In this talk I will touch upon several issues that pertain to resilience against outliers, a fundamental aspect of statistical inference tasks such as estimation, model selection, prediction, classification, tracking, and dimensionality reduction, to name a few. The recent upsurge of research toward compressive sampling and parsimonious signal representations hinges on signals being sparse, either naturally, or, after projecting them on a proper basis. I will start by introducing a neat link between the seemingly unrelated notions of sparsity and robustness against outliers, even when the signals involved are not sparse. It will be argued that controlling sparsity of model residuals leads to statistical learning algorithms that are computationally affordable and universally robust to outlier models. I will highlight a few relevant application domains that include preference measurement for consumer utility function estimation in marketing, and load curve cleansing -- a critical task in power systems engineering and management.
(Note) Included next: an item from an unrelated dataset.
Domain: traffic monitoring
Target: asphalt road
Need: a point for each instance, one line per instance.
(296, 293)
In the second part of the talk, I will switch focus towards robust principal component analysis (PCA) algorithms, which are capable of extracting the most informative low-dimensional structure from (grossly corrupted) high-dimensional data. Beyond its ties to robust statistics, the developed outlier-aware PCA framework is versatile to accommodate scalable algorithms to: i) track the low-rank signal subspace as new data are acquired in real time; and ii) determine principal components robustly in (possibly) infinite-dimensional feature spaces. Synthetic and real data tests corroborate the effectiveness of the proposed robust PCA schemes, when used to identify aberrant responses in personality assessment surveys, as well as unveil communities in social networks, and intruders from video surveillance data.